Tuesday, May 24, 2005

O BİR PENGUEN Mİ, YOKSA KAYBOLMUŞ BİR JULİET Mİ?

Bazen önümüzü göremeyiz; görmemiz gerektiğini düşünürüz...
Bakarız, yine göremeyiz, aslında baktıkça göremeyiz...
Baktıkça, göremedikçe öfkeleniriz..
Aslında her zaman önümüzü görmemiz gerekmez...
Bir penguen olduğunu düşün; bir balkondasın, hadi Türk işi balkonun demirlerini hanım elleri sarmış olsun; mis gibi kokarlar bilirsin...
Üstünde ‘beyaz’ bir tütü bu kez... Ve saçların uzamış...
Bir Romeo beklediğinde yok üstelik, bir derdin var hayata dair...
Beyaz tütü giymiş bir penguenin bir balkonda ne işi var?
Ya da kendini penguen sanan bir Juliet niye tarihte kendini arasın her gece?
Bu senin tarihin mi, öyleyse niye korkar insan kendi tarihinden?
Herkesin geçmişi biraz karanlık biraz kanlı değil mi?
Bazen her şey bulanıktır, evet, bu doğru...
Ne istediğimizi biliriz ama oraya nasıl gideceğimizi bilemeyiz, bu doğru...
Bulanık bir suyun içinde ilerlemeye çalışan bir penguenin, balkonda Romeosunu beklemeyen bir Juliet den ne farkı var?
Her ikisi de komik değil mi?
Juliet in aşktan başka bir derdi olmadı; ya olsaydı?
O zaman bu kadar salakça ölmezdi şüphesiz...
Düşünsene ya çalışmak zorunda olsaydı Juliet, ya o kadar zengin bir ailenin kızı olmasaydı, varlığının sebebini aşkta aramasaydı sadece, bir sürü derdi olsaydı kendine, hayata, varoluşuna dair?
O balkona çıkabilir miydi?
Ya Penguen ola ki düştü bir oyunun içine, yazarın teki onu ‘taa Antartika dan...’ aldı getirdi koydu, biride oynadı bu rolü, pek de güzel oynadı, sonra büyüyünce bu penguenin bir çeşit Juliet olmayacağını kim söyleyebilir?
Yani Penguenlerden de Julietler çıkabilir diyorum!!!
Önemli olan Juliet olunca Penguen kalmayı becerebilmek...
Yani; penguen kalıp derdinin üstüne gideceksin arkadaş,içindeki Julieti de besleyeceksin ki buzlu balık pastasıyla falan, Öyle balkonlarda salak, salak hanımeli koklayarak ömrünü tüketmesin...

Bak buraya kadar her şey sana abuk sabuk gelebilir, ama pek çok mesaj içerir ha gizliden gizliye, ona göre okunmalı...

Şimdi ciddileşiyorum............................................................................................................................................................................................................................................çok ciddileşiyorum......

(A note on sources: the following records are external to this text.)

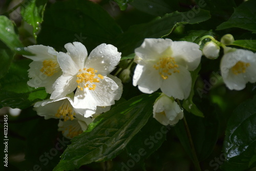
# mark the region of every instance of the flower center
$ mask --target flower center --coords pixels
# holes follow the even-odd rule
[[[80,90],[83,90],[83,88],[88,88],[90,90],[94,90],[96,85],[93,84],[93,82],[99,82],[99,79],[103,79],[104,77],[100,74],[95,74],[97,72],[92,68],[87,69],[84,68],[79,70],[78,74],[76,75],[77,79],[76,82],[78,84],[77,88]]]
[[[238,75],[238,74],[245,73],[246,68],[249,66],[249,63],[245,63],[239,61],[231,69],[234,74]]]
[[[45,60],[42,62],[42,67],[40,70],[44,74],[50,76],[58,72],[59,66],[58,62],[52,60]]]
[[[82,130],[81,129],[78,128],[78,126],[73,126],[72,125],[69,125],[69,128],[66,129],[68,131],[69,133],[67,135],[67,137],[70,137],[71,138],[73,138],[77,135],[82,133]],[[62,131],[62,134],[64,133],[65,131]]]
[[[172,73],[179,73],[177,69],[179,66],[176,63],[174,58],[172,57],[164,57],[160,58],[159,61],[153,67],[159,71],[159,74],[163,79],[168,78],[168,75],[171,75]]]
[[[65,100],[59,108],[55,114],[55,116],[59,118],[64,119],[66,121],[69,119],[72,120],[74,119],[74,115],[75,113],[73,110],[73,108],[68,100]]]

Biri yada birileri bir anda hayatımıza giriverirler...
Bazen isteyerek alırsın onları kapıdan içeri, bazen kendiliğinden olur, bazen de istemezsinde önceleri; olur a karşındaki dirayetli çıkar olmadık bir zamanda sevdiriverir kendini... Açılmadık kapıları açtırır sana, ‘bu kapı kapalı anca pencereden bakabilirsin...’ dersin bakmışsın ‘öteki’ kapıyı bulmuş içine sızmış bile...
Bence mesele kapıdan girdikten sonra başlar asıl; kalacak mısın, ne kadar kalacaksın, misafir mi edeyim seni yoksa kıvrılıp duracak mısın içimde bir yerlerde, hani buzdolabımın kapağını açabilecek misin istediğin gibi, ayakların üşürse benim çoraplarımdan birini giyebilecek misin gece uyurken, sızlanabilecek miyim sana, mızmızlanabilecek miyim, saçmalayabilecek miyim, ya sen bana? Dalga geçebilecek miyiz birbirimizle, abuk subuk konuşabilecek miyiz birbirimizin yanında, 4 filmi üst üste seyredebilecek miyiz, sıkılınca birbirimizden sıkıldım diyebilecek miyiz, hiç yargılamadan bakabilecek miyiz birbirimizin hayatlarına, omuz vermek gerektiğinde bir adım geride durabilecek miyiz, susmak gerektiğinde susabilecek miyiz, ben kendime bile fazla geliyorum şu sıralar dediğimizde yalnız bırakabilecek miyiz birbirimizi gitmeden, dost elinden bir kahveyi sevgili elinden bir kadeh şaraba tercih edebilecek miyiz zor zamanlarda?
Sınav içeri girmekte değil; içerde kalmayı becerebilmekte asıl, sonrası ne kadar içerde durabildiğinde...Derinlik bazen bir çift çorapta gizli, bazen bitmiş sigara paketine gitmeden önce sigara eklemekte, bazen de sıradan bir ‘Hindistan cevizine’ gülebilmekte birlikte...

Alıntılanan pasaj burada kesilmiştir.